Konzertbericht

Kettcar


Zwei Jahre nach der "Pausenunterbrechung" zum 20. Geburtstag des Bremer Towers kehren Kettcar in den ausverkauften Schlachthof zurück und machen sehr deutlich, warum sie gerade so gefeiert werden.

Wer vor etwa fünf Jahren eines der letzten Konzerte vor der Pause dieser Band erlebt hatte, dem war die Notwendigkeit dieser Unterbrechung vielleicht aufgefallen. Die Luft war raus – die Auftritte hatten etwas von einer Pflichterfüllung und der Funke sprang nicht mehr über. Nun, fünf Jahre später, mit der wichtigen und hoch gelobten Platte "Ich Vs. Wir", sind Kettcar zurück. Fast alle Termine der Tour sind ausverkauft und das mit Recht – wie sich im Laufe des Abends herausstellen soll.

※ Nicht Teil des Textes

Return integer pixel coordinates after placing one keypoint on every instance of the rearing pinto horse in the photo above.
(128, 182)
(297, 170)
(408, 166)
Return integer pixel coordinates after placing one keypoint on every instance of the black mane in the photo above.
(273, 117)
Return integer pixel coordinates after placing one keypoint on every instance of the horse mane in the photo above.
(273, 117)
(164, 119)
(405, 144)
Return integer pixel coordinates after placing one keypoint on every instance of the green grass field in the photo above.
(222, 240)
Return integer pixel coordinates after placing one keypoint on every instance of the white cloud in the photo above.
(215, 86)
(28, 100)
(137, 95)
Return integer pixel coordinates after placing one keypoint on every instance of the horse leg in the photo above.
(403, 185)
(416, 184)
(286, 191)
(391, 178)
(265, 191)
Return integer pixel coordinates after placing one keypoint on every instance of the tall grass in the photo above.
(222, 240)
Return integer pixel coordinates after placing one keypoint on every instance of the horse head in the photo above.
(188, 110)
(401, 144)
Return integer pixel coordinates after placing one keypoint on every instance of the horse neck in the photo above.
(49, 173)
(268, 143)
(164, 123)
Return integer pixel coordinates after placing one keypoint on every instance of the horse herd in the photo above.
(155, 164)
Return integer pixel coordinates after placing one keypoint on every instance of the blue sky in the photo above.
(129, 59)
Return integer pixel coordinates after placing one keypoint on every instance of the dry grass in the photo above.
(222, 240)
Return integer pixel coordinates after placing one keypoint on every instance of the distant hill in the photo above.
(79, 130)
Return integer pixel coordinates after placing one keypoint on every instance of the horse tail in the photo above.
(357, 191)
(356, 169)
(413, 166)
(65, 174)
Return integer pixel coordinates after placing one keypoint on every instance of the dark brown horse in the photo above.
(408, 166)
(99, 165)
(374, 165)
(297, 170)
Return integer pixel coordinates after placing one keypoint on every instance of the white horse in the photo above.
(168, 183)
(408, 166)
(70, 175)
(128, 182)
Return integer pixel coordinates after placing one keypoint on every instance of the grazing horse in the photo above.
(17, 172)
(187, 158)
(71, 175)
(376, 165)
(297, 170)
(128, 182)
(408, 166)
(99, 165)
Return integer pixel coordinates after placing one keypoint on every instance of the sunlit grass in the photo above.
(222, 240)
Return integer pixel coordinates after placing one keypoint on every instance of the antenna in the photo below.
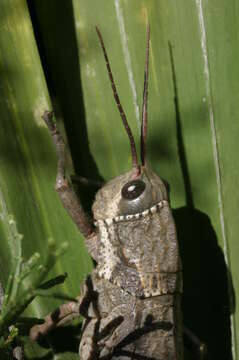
(145, 102)
(117, 100)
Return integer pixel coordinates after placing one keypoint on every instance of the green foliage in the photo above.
(20, 292)
(51, 47)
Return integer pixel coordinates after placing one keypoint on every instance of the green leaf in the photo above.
(192, 142)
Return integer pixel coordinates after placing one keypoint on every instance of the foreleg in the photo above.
(66, 192)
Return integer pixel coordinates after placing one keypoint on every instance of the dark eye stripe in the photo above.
(133, 189)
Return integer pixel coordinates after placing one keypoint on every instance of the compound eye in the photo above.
(133, 189)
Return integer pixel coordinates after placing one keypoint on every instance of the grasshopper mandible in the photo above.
(131, 301)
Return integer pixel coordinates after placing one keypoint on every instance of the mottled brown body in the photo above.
(138, 276)
(131, 302)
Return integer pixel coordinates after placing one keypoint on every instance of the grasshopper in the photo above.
(131, 301)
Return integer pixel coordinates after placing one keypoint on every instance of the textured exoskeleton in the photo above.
(131, 301)
(138, 275)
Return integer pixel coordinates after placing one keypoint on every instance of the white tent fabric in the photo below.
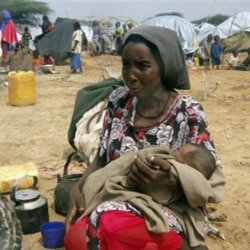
(185, 30)
(233, 25)
(203, 30)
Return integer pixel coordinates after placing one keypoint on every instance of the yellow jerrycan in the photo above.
(22, 88)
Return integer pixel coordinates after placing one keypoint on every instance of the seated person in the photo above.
(147, 113)
(116, 185)
(245, 65)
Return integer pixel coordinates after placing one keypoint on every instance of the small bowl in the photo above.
(53, 234)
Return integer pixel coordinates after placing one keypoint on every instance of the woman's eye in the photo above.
(143, 66)
(125, 66)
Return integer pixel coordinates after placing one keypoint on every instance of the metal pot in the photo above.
(31, 207)
(63, 187)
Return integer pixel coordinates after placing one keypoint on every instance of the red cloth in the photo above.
(122, 231)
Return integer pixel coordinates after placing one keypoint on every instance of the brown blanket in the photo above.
(109, 183)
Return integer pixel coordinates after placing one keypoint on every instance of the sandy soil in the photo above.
(38, 133)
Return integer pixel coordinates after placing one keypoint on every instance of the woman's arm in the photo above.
(76, 204)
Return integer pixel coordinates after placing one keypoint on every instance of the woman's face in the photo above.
(140, 70)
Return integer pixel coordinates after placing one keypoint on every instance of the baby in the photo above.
(197, 157)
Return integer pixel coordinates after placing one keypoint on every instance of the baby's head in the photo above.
(198, 157)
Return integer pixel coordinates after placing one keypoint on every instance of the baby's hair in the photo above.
(201, 159)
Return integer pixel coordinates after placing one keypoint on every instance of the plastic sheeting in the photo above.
(235, 24)
(185, 30)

Den Anfang machen Fortuna Ehrenfeld, ebenfalls beim Grand Hotel beheimatet und mit der aktuellen Veröffentlichung "Hey Sexy" unterwegs. Wer sich wegen des Schlafanzugs und der Bärentatzen-Schlappen von Sänger Martin Bechler schon auf das Schlimmste gefasst macht, wird schnell eines besseren belehrt. Das Trio macht Popmusik für Erwachsene und bekommt damit schnell die Aufmerksamkeit des Bremer Publikums. Die klugen Texte zwischen Melancholie und Wahnsinn werden von der reduzierten Instrumentierung getragen und von den eigenwilligen Ansagen Bechlers wieder auf den Teppich geholt. Ein gelungener Auftakt.

Nach kurzer Umbaupause geht das Licht aus, auf der großen Videoleinwand startet ein Bus in der Hamburger Feldstraße und die Band betritt zeitgleich die Bühne. Eben diese Videoleinwand umspielt die Songs mit ansprechenden Animationen, oder eben dem Video zu "Sommer '89". Was dann folgt, ist eine fast zweistündige Werksschau einer grandios aufspielenden Band. Den Anfang macht die "Trostbrücke Süd" vom aktuellen "Ich Vs. Wir". Die folgenden Songs "Balkon gegenüber" und "Graceland" bringen das Publikum dann früh auf Temperatur. Auch der folgende "Lovesong-Block" mit "Rettung", "48 Stunden" und "Balu" kann die Stimmung nicht trüben. Was dann folgt, ist die Fortsetzung einer perfekten Setlist aus dem Schaffen der Band mit dem obligatorischen "Landungsbrücken Raus" am Ende.

Kettcar machen an diesem Abend deutlich, wie sehr sie gefehlt haben. Wenig Show, viel Haltung und starke Songs. Bremen hat es gefallen.